Hi. I posted my private blood test results yesterday and question about T3 and NDT. I had so many comments and I thank to all of you who took time to respond.
I had a phone consultation with a consult endocrinologist this afternoon. Well, that was interesting. Some things were predictable like basing any decisions regarding dosing of meds on TSH alone (when questioned, she simply replied that that is what their medical body requires and that it is a hormone that indicates the level of hormones produced, didn't want to go into discussion about T4 and T3 of course).

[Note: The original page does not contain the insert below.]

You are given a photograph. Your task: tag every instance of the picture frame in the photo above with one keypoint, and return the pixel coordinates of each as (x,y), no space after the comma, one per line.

So basically, my blood test results from last Wednesday in my GP surgery were:
TSH 0.76 (0.35-4.78),
FT4 16.3 (10-20) 63% through range
Yesterday I posted my Thriva results from this Monday:
TSH 2.19 (0.27-4.20),
FT4 14.4 (12-22) only 24% through range
I took the blood tests at similar time 9 am, fasted state, after last T4 dose 24 hours earlier. How come there is such a discrepancy? Is it because one was pin prick and one venous blood draw? I asked her that and she said, because they may use different assay (procedure for measuring) - but the ranges are very similar. My GP blood test in March was TSH 0.94 but I took Levo that morning so no good.
Of course according to her results, my TSH is lower than NHS target of 2 (and even lower than our target of 1) and she didn't want to increase by 25 mcg due to worry of me being over medicated - I guess her hands are tight because of blood test result? She actually said, she was more inclined to lower to 75 mcg as TSH needs to come higher. Some symptoms I have of tiredness, mood swings, nervousness can be both hyper and hypo. I do sometimes feel faster heart beat.
Because of my quite bad symptoms of joint and muscle aches and sluggishness, the endocrinologist suggested it may be Levo brand related (her Mum changed meds and felt much better). She advised me to go to pharmacy and change the brand and see what effect it will have and whether my symptoms will improve. I will get another appointment in 3 months and a blood test a week before that.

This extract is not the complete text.